Existem os que, no embalo de um certo ufanismo da propaganda governamental na TV, vêem nos negócios e na parceria com o "gigante" asiático a salvação da lavoura. No pólo contrário, há os céticos, sinceros ou interessados, para os quais a caravana brasileira não passa de uma fuga, uma tentativa de exaltar por intermédio da política externa êxitos que andam em falta dentro do país.
As duas reações exploram um diagnóstico que tanto Lula quanto seu antecessor já fizeram dos brasileiros: para o presidente, somos um povo com baixa auto-estima; para FHC, somos caipiras. (Curioso é que, às vezes, Lula mostra pouca auto-estima, como na reação desmedida à matéria ridícula do jornalista do "NYT", enquanto FHC, provincianamente, olha o próprio umbigo quando solta ironias sobre um suposto excesso de ousadia na diplomacia atual.)

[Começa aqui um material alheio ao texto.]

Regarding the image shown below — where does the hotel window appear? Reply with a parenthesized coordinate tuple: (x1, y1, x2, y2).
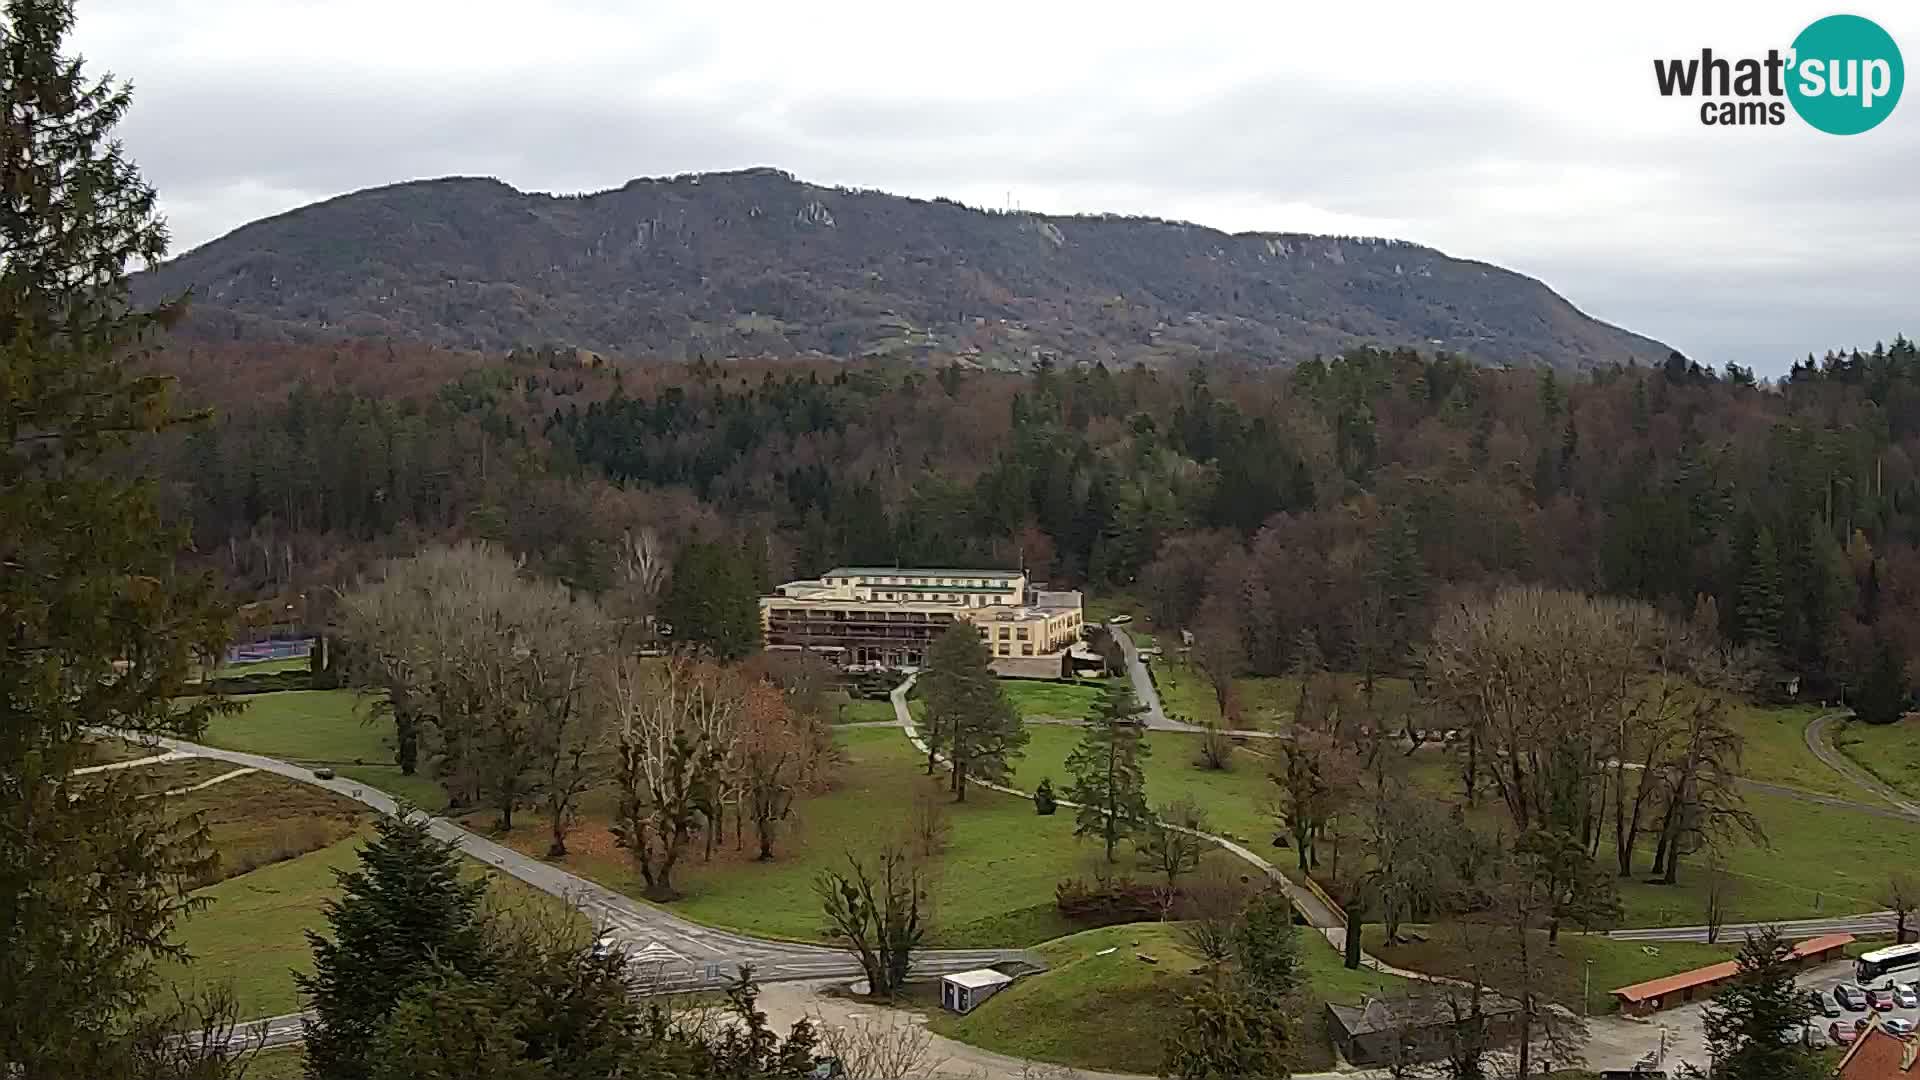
(1021, 644, 1034, 656)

Do lado dos céticos, predominam dúvidas em relação à influência possível do Brasil no mundo. O país só responde por 1% das exportações mundiais, perdeu há algum tempo o posto de 10ª economia e não é uma potência militar. Não dispõe, portanto, de recursos de poder para liderar nenhuma articulação internacional e está fadado a levar em algum momento uma rasteira dos chineses.
Já os eufóricos se apegam à expectativa de uma força exterior que nos tire do atraso ou nos venda barato a fórmula do progresso, com a China tomando o lugar que alguma vez já foi da Europa, dos EUA ou dos investimentos estrangeiros em geral.
Oscilar entre esses dois estados de espírito tem sido uma forma bem brasileira de não sair do conformismo. Mas, nesse caso, não tem jeito: a longo prazo, a política externa e a interna só dão certo quando se complementam e se combinam. Se o país quiser ver resultados duradouros da expedição ao Oriente, terá de apostar mais alto também aqui dentro.